All'interno della stessa Russia, un divario culturale e persino comunicativo o linguistico intergenerazionale segna una cicatrice visibile sul corpo politico. In Bielorussia, Ucraina, Armenia, Azerbaigian e Kirghizistan, varie contestazioni sullo status quo sono sintomi dell'eredità non risolta del crollo dell'URSS.

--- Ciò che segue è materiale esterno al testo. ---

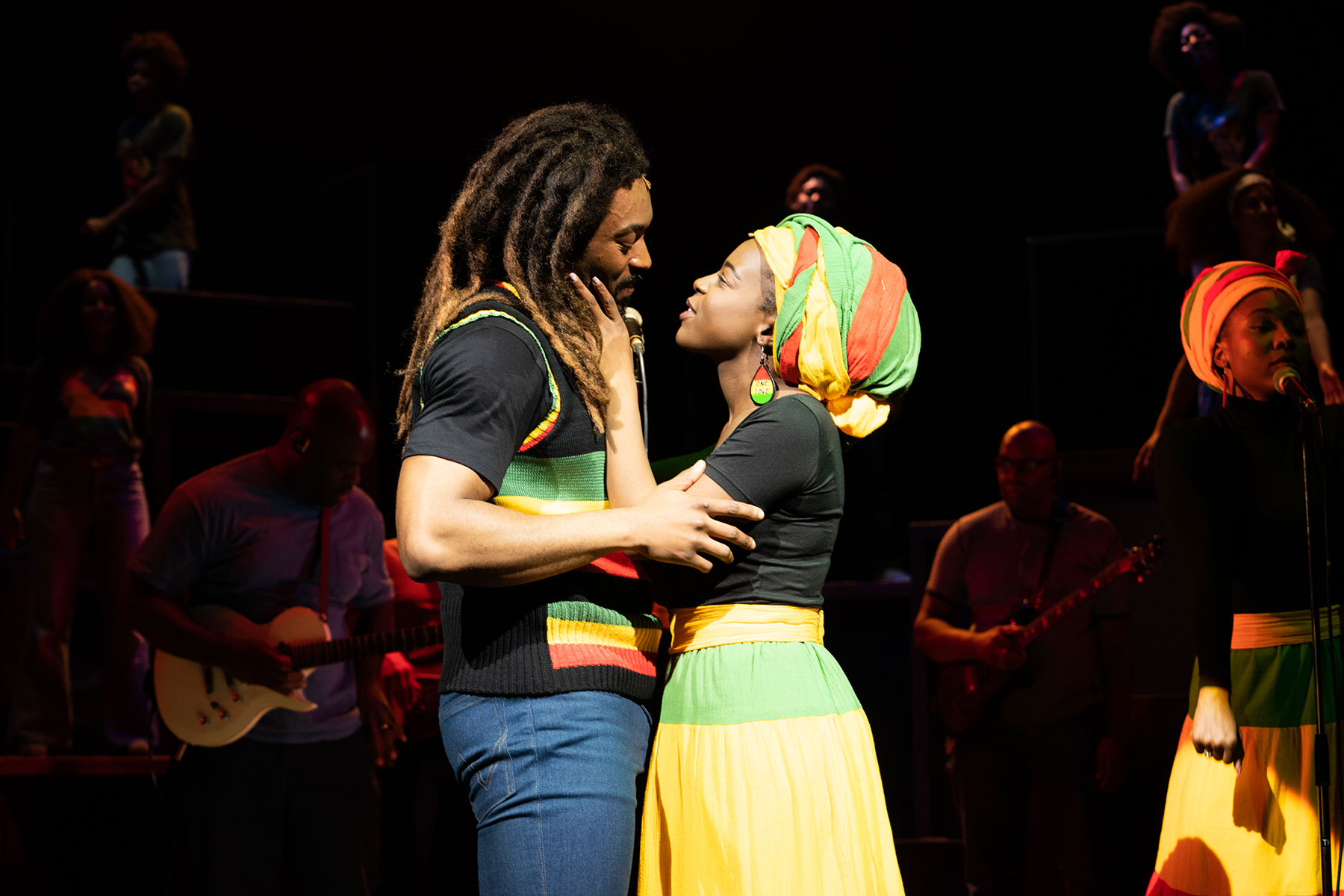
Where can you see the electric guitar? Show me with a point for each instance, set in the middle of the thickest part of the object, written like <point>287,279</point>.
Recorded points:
<point>208,707</point>
<point>965,689</point>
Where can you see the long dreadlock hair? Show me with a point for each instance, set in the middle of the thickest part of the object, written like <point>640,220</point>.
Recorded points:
<point>526,214</point>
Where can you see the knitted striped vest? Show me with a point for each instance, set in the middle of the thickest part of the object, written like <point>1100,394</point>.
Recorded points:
<point>584,630</point>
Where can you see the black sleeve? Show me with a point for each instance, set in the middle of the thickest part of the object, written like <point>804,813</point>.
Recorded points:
<point>1187,491</point>
<point>482,391</point>
<point>771,455</point>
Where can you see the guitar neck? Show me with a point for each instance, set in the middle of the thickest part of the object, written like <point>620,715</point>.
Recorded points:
<point>1057,612</point>
<point>320,653</point>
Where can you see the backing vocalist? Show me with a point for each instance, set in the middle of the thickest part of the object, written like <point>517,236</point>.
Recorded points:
<point>1242,798</point>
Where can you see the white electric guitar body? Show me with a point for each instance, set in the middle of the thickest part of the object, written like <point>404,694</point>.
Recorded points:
<point>206,707</point>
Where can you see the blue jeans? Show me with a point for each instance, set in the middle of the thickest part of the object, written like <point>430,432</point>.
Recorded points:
<point>169,269</point>
<point>556,786</point>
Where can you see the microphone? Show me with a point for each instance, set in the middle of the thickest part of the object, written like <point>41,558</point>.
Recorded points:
<point>635,327</point>
<point>1289,382</point>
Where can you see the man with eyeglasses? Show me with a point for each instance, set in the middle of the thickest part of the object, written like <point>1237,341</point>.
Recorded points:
<point>1026,777</point>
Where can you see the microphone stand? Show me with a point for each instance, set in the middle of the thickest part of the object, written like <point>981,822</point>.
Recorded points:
<point>641,381</point>
<point>1320,753</point>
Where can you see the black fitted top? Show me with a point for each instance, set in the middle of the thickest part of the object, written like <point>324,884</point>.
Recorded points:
<point>1230,487</point>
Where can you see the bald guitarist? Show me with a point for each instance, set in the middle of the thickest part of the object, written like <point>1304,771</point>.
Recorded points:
<point>285,527</point>
<point>1023,774</point>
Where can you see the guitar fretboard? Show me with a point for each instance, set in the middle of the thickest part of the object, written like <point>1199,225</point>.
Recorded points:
<point>320,653</point>
<point>1136,559</point>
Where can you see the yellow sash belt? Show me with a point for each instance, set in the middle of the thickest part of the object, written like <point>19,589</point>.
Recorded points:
<point>1253,630</point>
<point>717,625</point>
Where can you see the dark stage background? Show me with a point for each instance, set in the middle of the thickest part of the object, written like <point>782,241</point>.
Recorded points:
<point>332,137</point>
<point>1014,166</point>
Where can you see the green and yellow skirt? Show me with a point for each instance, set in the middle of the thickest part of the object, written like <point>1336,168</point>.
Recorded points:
<point>764,778</point>
<point>1256,833</point>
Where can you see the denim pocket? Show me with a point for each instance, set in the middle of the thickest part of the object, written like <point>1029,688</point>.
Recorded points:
<point>476,734</point>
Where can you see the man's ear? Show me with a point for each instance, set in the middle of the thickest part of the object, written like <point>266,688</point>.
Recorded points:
<point>1221,359</point>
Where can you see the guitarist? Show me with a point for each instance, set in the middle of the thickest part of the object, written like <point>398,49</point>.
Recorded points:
<point>1023,775</point>
<point>296,797</point>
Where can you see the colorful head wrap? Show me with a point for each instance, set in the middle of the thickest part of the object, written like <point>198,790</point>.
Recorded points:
<point>846,329</point>
<point>1216,293</point>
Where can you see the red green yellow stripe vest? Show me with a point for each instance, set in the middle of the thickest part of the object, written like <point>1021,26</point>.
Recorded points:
<point>591,629</point>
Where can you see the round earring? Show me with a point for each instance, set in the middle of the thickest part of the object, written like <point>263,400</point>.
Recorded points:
<point>762,385</point>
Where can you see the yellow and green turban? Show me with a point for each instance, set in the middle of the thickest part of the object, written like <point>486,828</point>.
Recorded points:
<point>846,329</point>
<point>1213,297</point>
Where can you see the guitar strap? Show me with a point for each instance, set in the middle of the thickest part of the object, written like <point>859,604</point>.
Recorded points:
<point>1057,524</point>
<point>324,536</point>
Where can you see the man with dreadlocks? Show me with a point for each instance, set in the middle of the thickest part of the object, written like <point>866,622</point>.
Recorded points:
<point>550,644</point>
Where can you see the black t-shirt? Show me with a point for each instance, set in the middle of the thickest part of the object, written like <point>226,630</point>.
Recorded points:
<point>495,398</point>
<point>1230,487</point>
<point>490,388</point>
<point>785,458</point>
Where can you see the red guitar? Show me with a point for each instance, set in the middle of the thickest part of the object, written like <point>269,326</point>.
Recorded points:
<point>965,689</point>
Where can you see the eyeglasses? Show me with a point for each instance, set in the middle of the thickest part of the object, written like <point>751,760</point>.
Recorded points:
<point>1021,465</point>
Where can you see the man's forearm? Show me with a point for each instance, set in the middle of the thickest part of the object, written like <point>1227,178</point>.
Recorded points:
<point>942,641</point>
<point>484,544</point>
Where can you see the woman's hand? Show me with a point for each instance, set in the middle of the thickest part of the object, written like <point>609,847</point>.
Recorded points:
<point>1214,729</point>
<point>1332,390</point>
<point>617,359</point>
<point>1144,460</point>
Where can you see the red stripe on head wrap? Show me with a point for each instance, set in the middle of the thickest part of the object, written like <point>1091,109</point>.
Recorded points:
<point>789,356</point>
<point>1251,269</point>
<point>875,319</point>
<point>806,254</point>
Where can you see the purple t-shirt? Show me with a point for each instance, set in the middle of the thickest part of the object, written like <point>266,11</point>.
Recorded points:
<point>989,561</point>
<point>238,538</point>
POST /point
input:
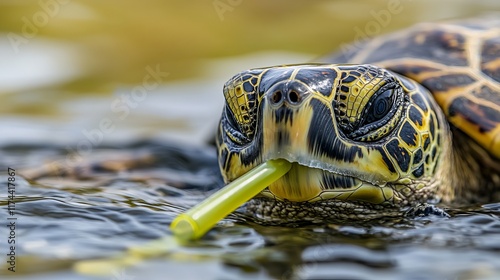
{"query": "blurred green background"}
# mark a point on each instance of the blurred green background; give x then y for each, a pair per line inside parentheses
(64, 62)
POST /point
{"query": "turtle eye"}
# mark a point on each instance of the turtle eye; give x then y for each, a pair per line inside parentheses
(381, 115)
(381, 106)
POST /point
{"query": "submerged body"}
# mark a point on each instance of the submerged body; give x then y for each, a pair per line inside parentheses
(395, 123)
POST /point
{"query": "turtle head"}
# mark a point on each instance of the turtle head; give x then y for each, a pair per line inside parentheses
(354, 133)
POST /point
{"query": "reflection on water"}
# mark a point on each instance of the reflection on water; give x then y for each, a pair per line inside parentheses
(64, 219)
(74, 86)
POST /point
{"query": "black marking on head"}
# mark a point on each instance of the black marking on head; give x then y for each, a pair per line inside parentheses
(487, 93)
(417, 156)
(331, 181)
(426, 143)
(408, 134)
(489, 53)
(283, 115)
(320, 80)
(322, 138)
(415, 116)
(486, 118)
(400, 154)
(254, 81)
(225, 158)
(248, 87)
(431, 126)
(448, 82)
(411, 70)
(273, 76)
(419, 171)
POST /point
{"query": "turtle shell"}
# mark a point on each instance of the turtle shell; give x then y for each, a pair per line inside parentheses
(458, 62)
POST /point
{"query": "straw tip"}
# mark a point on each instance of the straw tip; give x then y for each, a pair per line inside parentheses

È in questo contesto che la nostra relazione con i grandi eventi storici deve essere attentamente ricalibrata. Ancora una volta vengono in mente analogie cosmiche: ci vuole l'energia solare, viaggiando alla velocità della luce, 8 minuti e 20 secondi per raggiungere la Terra. Allo stesso modo, c'è un ritardo tra un evento significativo e il suo "arrivo", il pieno dispiegarsi delle sue conseguenze. Con riferimento al crollo dell'Unione Sovietica, la nostra esistenza storica sta ancora avvenendo in questo ritardo, proprio come un raggio del Sole che non ha ancora colpito la Terra.

Ciò significa due cose.

In primo luogo, sappiamo che possiamo dare un senso alla storia solo in retrospettiva, ma il momento esatto in cui tale senso può accadere è, di per sé, poco chiaro. A differenza dell'astrofisica, dove una serie di calcoli ci permette di prevedere quando l'energia rilasciata dal Sole arriverebbe al nostro pianeta, non esiste una tale tecnica nel campo degli studi storici.

In secondo luogo, l'indeterminatezza di un evento e delle sue molteplici conseguenze implica che sia radicalmente aperto, persino instabile. Ne consegue che, ancora in corso, un evento può giungere alla pienezza del suo compimento o essere contrastato e deragliato: il crollo dell'URSS può, esso stesso, crollare o essere portato al suo completamento finale. In questo senso, la possibilità, con tutta la sua indeterminatezza, deriva da un passato vivo, non da un futuro inconoscibile.

*Professore di ricerca presso il Dipartimento di Filosofia dell'Università dei Paesi Baschi (UPV / EHU), Vitoria-Gasteiz, Spagna. È autore di numerosi articoli scientifici e 15 libri e collaboratore di LA Review of Books, The Guardian, New York Times, El Pais e altre pubblicazioni internazionali.